The CLA further provides extra protection for lenders that advance amounts to the court-appointed trustee. The trustee is empowered to grant mortgages over the real property and any interest in the real property acquired by a lender takes full priority, to the extent of the amount advanced, over every lien existing as at the date of the trustee's appointment. In addition, the amount received by the trustee is not subject to any liens existing as at the date of the trustee's appointment.

This remedy under the CLA is available to any person having an interest in the real property, including an owner, mortgagee, or lien holder and can be considered and exercised at any stage of the construction project. Although there must be a lien in existence, there is no requirement that a lien be preserved or perfected at the time of the application in order for the remedy to be available to the lender.

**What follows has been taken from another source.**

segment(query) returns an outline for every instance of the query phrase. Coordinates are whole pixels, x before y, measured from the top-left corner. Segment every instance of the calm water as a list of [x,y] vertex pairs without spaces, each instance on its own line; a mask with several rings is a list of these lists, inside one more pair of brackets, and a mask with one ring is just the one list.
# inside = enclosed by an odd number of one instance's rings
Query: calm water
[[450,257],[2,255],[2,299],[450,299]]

The appointment of a trustee will require the court to consider certain factors, such as whether:

  1. the owner/borrower has abandoned the real property, is insolvent, or is acting irresponsibly;
  2. there is an income flow that could otherwise satisfy the lien claimants; and
  3. there is a danger of deterioration of the services that have been installed or a risk to the security of the lien claimants.

Failure to appoint a trustee under the CLA when appropriate could have adverse consequences to a secured lender. In Avenue Structures Inc. v. Pacific Empire Development Inc., a secured lender became a mortgagee in possession after the borrower could not pay the tradespeople working on the project and construction ceased. The secured lender made expenditures for the preservation and protection of the property, including realty taxes, winter protection, insurance premiums, legal fees and city inspection fees. Without a trustee having been appointed under the CLA, the court held that none of the lender's expenditures could take priority over the liens, except for the realty taxes, which have a statutory priority under the Municipal Act, 2001 (Ontario). If a trustee had been appointed under the CLA, the lender could have recovered all reasonable business expenses and management costs incurred, which expenses and costs would be given priority over all liens. In the event of a challenge by lien claimants, the trustee could have applied to the court for directions and authorizations.

Although a trustee's fees can be substantial, the trustee can take steps to preserve the value of the real property and creditors may collect more than if the project were not completed. A secured lender may want to take steps to complete the improvement, recover expenses incurred to preserve its security, or protect new amounts advanced. Where a construction project is unfinished and security is at risk, a secured lender would be wise to consider this extraordinary remedy under the CLA.

The content of this article is intended to provide a general guide to the subject matter. Specialist advice should be sought about your specific circumstances.